The art therapy technique of drawing a house, tree, and person is used by therapists to assess personality traits and disorders. When new psychiatric hospital employee Allison McGovern shows her personal sketch to fellow worker and mental health nurse Lars, his odd reaction worries her. She’s drawn her own happy family—son Angelo, a handsome, if moody, 15-year-old, and loving spouse, Marco. What does he see that she doesn’t?
Allison feels underqualified for the position at prestigious Howell Hall, but is determined to do her best. She desperately needs this job, thanks to the poor financial decisions of her husband, who has managed to bankrupt their two once-successful businesses.
Her official duties at the private hospital appear straightforward. She is expected to tailor individual health and social needs programs for the patients, who range from the psychotic to the anorexic.
She begins with Sylvie, a catatonic patient who has been confined for 15 years.

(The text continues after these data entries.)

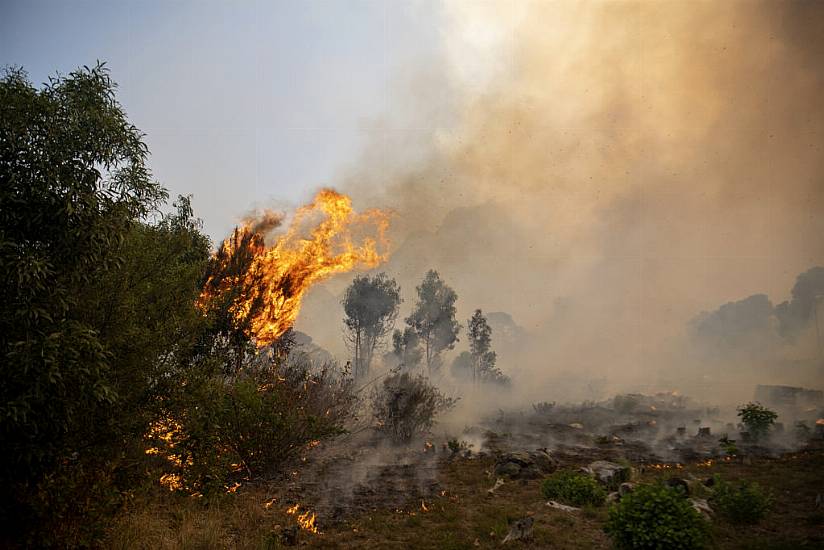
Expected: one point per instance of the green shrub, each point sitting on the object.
(573, 488)
(656, 516)
(757, 419)
(745, 503)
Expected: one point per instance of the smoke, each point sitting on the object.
(608, 171)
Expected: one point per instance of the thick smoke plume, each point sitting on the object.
(606, 171)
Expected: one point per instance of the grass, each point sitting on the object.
(463, 516)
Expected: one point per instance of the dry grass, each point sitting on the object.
(463, 516)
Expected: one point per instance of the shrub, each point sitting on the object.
(249, 423)
(656, 516)
(757, 419)
(573, 488)
(406, 405)
(744, 503)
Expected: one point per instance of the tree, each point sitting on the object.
(371, 307)
(757, 419)
(97, 304)
(406, 348)
(433, 318)
(480, 342)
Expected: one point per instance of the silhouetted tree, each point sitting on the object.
(433, 319)
(406, 349)
(371, 307)
(480, 343)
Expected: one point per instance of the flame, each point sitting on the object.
(325, 237)
(306, 520)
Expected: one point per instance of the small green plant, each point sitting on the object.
(757, 419)
(728, 446)
(743, 503)
(573, 488)
(656, 516)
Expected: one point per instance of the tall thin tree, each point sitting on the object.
(371, 307)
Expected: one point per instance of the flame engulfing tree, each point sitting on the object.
(371, 307)
(262, 287)
(433, 319)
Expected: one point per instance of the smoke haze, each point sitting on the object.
(604, 172)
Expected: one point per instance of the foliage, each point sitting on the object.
(433, 318)
(77, 268)
(656, 516)
(371, 307)
(744, 503)
(406, 349)
(573, 488)
(757, 419)
(250, 423)
(406, 405)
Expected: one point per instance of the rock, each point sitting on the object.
(498, 483)
(608, 473)
(702, 507)
(626, 488)
(289, 535)
(678, 483)
(525, 464)
(562, 507)
(520, 529)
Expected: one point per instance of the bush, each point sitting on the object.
(249, 423)
(573, 488)
(406, 405)
(757, 419)
(656, 516)
(744, 503)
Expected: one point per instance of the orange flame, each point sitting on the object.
(306, 520)
(325, 237)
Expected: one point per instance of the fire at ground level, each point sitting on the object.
(482, 486)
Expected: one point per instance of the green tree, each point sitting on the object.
(480, 346)
(406, 349)
(371, 307)
(433, 318)
(93, 300)
(757, 419)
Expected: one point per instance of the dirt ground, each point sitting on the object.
(447, 506)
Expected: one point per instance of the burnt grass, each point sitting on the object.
(394, 506)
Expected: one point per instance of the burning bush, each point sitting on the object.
(251, 423)
(656, 516)
(744, 502)
(406, 405)
(573, 488)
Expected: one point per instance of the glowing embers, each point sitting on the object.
(265, 284)
(306, 520)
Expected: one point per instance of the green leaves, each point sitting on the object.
(656, 517)
(757, 419)
(572, 488)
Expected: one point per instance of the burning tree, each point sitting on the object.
(433, 318)
(371, 307)
(261, 287)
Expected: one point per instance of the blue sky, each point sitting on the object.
(244, 104)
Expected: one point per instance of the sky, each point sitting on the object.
(244, 104)
(602, 171)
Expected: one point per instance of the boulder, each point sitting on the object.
(520, 529)
(525, 464)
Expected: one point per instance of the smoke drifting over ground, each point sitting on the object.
(606, 172)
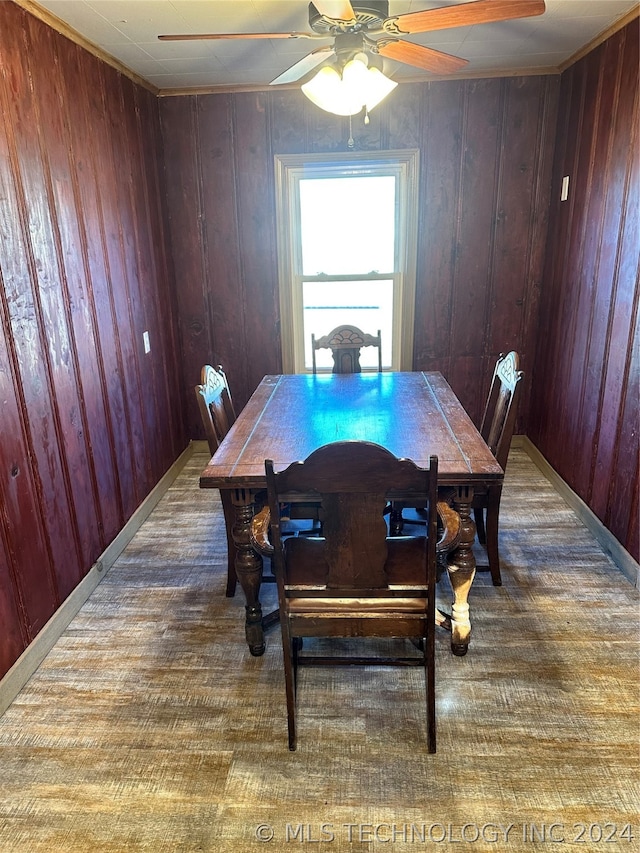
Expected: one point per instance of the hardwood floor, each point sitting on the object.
(149, 727)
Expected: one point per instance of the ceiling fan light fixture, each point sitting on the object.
(346, 94)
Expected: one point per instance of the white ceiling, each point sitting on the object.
(127, 30)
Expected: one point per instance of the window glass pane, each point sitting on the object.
(348, 225)
(365, 304)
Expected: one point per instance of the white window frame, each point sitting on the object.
(289, 169)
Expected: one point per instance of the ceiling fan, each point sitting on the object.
(364, 26)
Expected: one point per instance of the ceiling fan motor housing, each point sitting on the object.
(369, 16)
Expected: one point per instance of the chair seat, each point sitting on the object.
(366, 607)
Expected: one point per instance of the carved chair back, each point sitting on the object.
(215, 404)
(355, 580)
(345, 343)
(498, 420)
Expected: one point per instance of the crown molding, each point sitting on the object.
(68, 32)
(598, 40)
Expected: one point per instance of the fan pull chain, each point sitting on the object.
(350, 142)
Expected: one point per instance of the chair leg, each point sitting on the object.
(289, 681)
(492, 545)
(232, 578)
(229, 514)
(430, 685)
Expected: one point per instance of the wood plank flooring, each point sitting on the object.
(149, 727)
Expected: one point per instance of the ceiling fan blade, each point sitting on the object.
(463, 15)
(420, 56)
(303, 66)
(197, 36)
(337, 10)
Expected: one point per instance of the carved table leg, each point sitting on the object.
(461, 569)
(248, 569)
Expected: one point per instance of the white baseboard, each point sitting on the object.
(29, 661)
(620, 556)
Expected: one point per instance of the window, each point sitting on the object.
(347, 245)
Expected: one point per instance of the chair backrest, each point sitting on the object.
(499, 418)
(353, 480)
(215, 404)
(345, 343)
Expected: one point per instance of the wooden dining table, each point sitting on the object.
(414, 415)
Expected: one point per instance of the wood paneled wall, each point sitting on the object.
(89, 422)
(585, 412)
(486, 149)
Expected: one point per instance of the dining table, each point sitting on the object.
(412, 414)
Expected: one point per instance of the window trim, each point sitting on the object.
(291, 167)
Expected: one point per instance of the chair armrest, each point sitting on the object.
(448, 518)
(450, 521)
(259, 532)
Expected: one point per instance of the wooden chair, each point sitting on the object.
(354, 580)
(498, 423)
(218, 416)
(345, 343)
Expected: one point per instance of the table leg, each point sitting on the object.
(461, 568)
(248, 569)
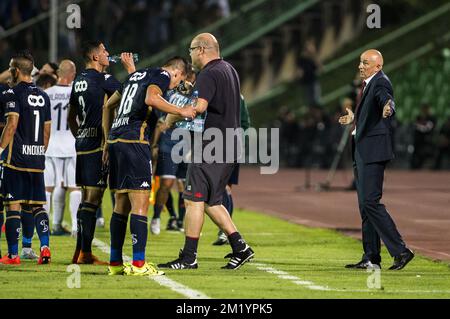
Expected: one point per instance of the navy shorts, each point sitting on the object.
(206, 182)
(19, 187)
(166, 168)
(89, 173)
(130, 167)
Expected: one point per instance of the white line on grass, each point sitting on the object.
(286, 276)
(310, 285)
(162, 280)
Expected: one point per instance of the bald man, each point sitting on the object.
(218, 93)
(60, 158)
(372, 149)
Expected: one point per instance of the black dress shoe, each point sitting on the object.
(363, 264)
(402, 260)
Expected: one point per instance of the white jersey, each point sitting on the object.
(62, 142)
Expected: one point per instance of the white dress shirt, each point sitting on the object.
(365, 87)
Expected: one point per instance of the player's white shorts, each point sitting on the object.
(60, 169)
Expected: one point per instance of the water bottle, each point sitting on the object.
(116, 58)
(193, 102)
(194, 98)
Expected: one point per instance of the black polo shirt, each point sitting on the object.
(218, 83)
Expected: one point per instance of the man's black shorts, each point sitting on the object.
(23, 187)
(89, 170)
(130, 167)
(234, 178)
(206, 182)
(167, 168)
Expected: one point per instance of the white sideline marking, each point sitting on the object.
(162, 280)
(310, 285)
(285, 275)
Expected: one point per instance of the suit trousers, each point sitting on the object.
(376, 221)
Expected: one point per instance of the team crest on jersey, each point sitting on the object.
(137, 76)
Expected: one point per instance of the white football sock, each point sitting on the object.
(58, 201)
(74, 203)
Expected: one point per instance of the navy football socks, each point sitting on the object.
(139, 232)
(236, 242)
(118, 228)
(181, 207)
(27, 228)
(87, 220)
(169, 205)
(190, 249)
(12, 227)
(41, 222)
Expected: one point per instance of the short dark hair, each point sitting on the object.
(179, 63)
(23, 61)
(45, 80)
(87, 48)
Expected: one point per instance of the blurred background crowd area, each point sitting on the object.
(297, 60)
(144, 26)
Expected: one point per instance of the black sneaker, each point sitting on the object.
(180, 263)
(172, 224)
(240, 258)
(60, 231)
(222, 239)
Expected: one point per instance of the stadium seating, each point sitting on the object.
(425, 80)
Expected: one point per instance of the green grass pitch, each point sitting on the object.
(291, 262)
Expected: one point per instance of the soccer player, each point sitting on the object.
(60, 157)
(128, 149)
(90, 90)
(167, 170)
(25, 138)
(3, 88)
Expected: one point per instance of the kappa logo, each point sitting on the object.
(44, 225)
(80, 86)
(165, 73)
(137, 76)
(145, 184)
(36, 100)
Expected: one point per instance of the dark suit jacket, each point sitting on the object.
(374, 136)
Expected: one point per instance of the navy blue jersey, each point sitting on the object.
(131, 121)
(165, 141)
(2, 110)
(89, 92)
(26, 151)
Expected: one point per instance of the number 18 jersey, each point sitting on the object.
(62, 142)
(131, 123)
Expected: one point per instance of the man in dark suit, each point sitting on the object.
(372, 149)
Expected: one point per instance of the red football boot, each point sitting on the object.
(45, 256)
(10, 261)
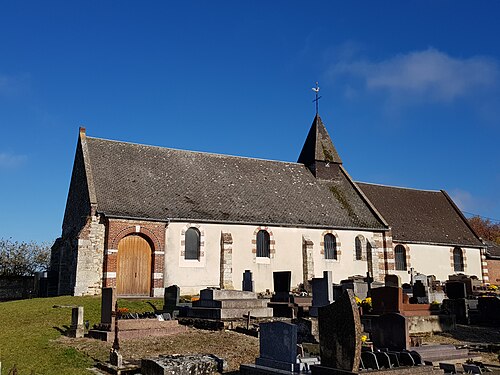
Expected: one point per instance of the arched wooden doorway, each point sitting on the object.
(133, 266)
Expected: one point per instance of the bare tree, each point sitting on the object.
(23, 258)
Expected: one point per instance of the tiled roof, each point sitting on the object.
(318, 145)
(132, 180)
(492, 249)
(420, 215)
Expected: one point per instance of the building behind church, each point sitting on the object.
(140, 218)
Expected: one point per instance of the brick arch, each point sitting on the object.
(272, 242)
(337, 244)
(407, 253)
(363, 240)
(157, 257)
(202, 240)
(148, 234)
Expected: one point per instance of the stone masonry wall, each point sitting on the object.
(89, 268)
(493, 266)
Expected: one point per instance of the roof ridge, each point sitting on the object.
(195, 152)
(398, 187)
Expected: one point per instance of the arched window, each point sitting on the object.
(358, 248)
(192, 244)
(458, 260)
(263, 242)
(400, 258)
(330, 246)
(369, 257)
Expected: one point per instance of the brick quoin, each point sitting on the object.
(153, 232)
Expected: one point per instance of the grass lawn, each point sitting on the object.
(30, 329)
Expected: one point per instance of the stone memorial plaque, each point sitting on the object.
(108, 301)
(247, 283)
(171, 296)
(282, 281)
(278, 341)
(455, 290)
(340, 334)
(392, 332)
(393, 280)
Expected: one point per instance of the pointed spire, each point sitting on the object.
(318, 146)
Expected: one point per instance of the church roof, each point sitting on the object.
(318, 145)
(138, 181)
(421, 215)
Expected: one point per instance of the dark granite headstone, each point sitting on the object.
(278, 345)
(455, 290)
(387, 299)
(77, 328)
(171, 296)
(282, 281)
(340, 334)
(322, 289)
(489, 310)
(369, 360)
(247, 283)
(393, 280)
(391, 332)
(420, 292)
(108, 301)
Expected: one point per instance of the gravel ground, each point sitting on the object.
(237, 348)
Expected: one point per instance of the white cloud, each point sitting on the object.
(465, 201)
(10, 160)
(428, 74)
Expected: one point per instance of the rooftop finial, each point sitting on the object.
(316, 90)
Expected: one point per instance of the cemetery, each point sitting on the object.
(356, 326)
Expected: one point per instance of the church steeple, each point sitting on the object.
(318, 152)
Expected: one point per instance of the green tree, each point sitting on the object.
(486, 229)
(23, 258)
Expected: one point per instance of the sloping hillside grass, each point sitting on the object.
(29, 330)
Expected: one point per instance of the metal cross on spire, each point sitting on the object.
(316, 90)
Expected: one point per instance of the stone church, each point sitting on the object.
(140, 218)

When Sylvie starts to respond to Ali’s treatments, her physician, Dr. Ferris, curiously doesn’t seem to care. Things get stranger when sharp-eyed Lars confides to Ali that he believes one of the young residents, Julia, is faking her mental illness. Why would she lie in order to stay? The discovery of a body, buried on the nearby grounds of abandoned Dundrennan Abbey, serves to deepen the plot. Is something sinister happening under the deceptively smooth surface of the expensive clinic? Those questions are at the heart of the mystery in House. Tree. Person.
This is a complex story whose characters have layer upon layer of hidden motives, which award-winning writer Catriona McPherson deftly peels away. I found the smoky darkness of this slow-paced but relentless Scottish mystery very appealing.